On the contrary, the man protested, I admit I was talking a lot of nonsense this morning. All I can say in my defense is that with the help of all that obstinate nonsense I managed to get closer. He wanted to say closer to her, I managed to get closer to you, but he stopped in time. He fell silent, but he had the sense that the woman knew exactly the words he had suppressed. Now I understand the nature of your work better, he continued indecisively. After all, you can’t abandon your patients, can’t take them with you anywhere for my sake.

This last sentence, fueled by powerful passion, had the effect of an involuntary confession.

Embarrassed silence followed.

As if he had just realized that he could not take the woman with him to America.

Although it had not occurred to him before that he might want to.

They could no longer rescind their desire. For weeks they had been trying to talk about a job that had to be done, and what they finally said meant something entirely different. His only excuse for himself was that his words had not been clearly understood.

I suppose I’m bringing you into this American dream of mine, he continued, because, he added quickly but still indecisively, I won’t find for myself there the kind of clean architectural situation I once dreamed of.

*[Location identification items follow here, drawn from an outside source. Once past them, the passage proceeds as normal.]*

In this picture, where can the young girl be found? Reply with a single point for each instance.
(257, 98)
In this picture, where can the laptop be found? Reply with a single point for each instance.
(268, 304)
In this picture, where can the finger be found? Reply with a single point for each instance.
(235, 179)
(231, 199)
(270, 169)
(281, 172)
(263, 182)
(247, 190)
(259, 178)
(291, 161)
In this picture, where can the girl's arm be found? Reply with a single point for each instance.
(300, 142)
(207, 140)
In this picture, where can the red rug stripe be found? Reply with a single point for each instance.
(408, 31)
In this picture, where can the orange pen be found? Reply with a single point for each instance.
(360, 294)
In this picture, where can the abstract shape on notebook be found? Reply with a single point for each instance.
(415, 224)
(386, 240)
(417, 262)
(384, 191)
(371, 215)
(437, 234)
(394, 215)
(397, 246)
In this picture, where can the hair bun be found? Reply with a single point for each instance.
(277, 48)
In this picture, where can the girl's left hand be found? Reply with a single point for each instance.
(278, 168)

But in the empty twilight this meant that he might stay for the woman.

Mrs. Szemz
ő
hastened to help the man out of his discomfort. And I’ve realized, you know, that the structure and characteristics of our utopias may be similar, but their substances are different, and we mustn’t forget this. I don’t know, I must not, no, for me it is outright forbidden to transplant my problems elsewhere.

But that’s exactly what he had come to understand, the man responded gratefully. Your sense of reality must work more strongly than mine or, put another way, I’m still chasing ideas that somehow insulate me from the same reality that you cannot ignore. This is the actual difference. But it’s also possible that my profession is what gives me freedom. I’ve been thinking about that too, whether I can simply move on with my ideas. Perhaps I’m guilty of turning away too quickly from something or of turning my back on things.

Perhaps, the woman replied.

That’s the question I’ve been thinking about all afternoon, said the man, which of course was only half the truth.

Until now they had been standing motionless, speaking through the open door from one echoing empty room to the other. Madzar noted that the apartment’s lights seemed no less improbable in the twilight, and so he did not tell her about the theoretical question he had been brooding on in the afternoon. The lights occupied his full attention. As if his powerful passion for the woman were sliding into his professional passion for lights. Up above the nacreous sky was tending toward crimson, while below, closer to the street, yellow-beamed lamps were already shining through the loose green foliage.

Then it’d be better if I left you alone now, the woman said.

The man did not respond, because he felt he might stutter and somehow embarrass himself.

He had expected from himself something other than what happened.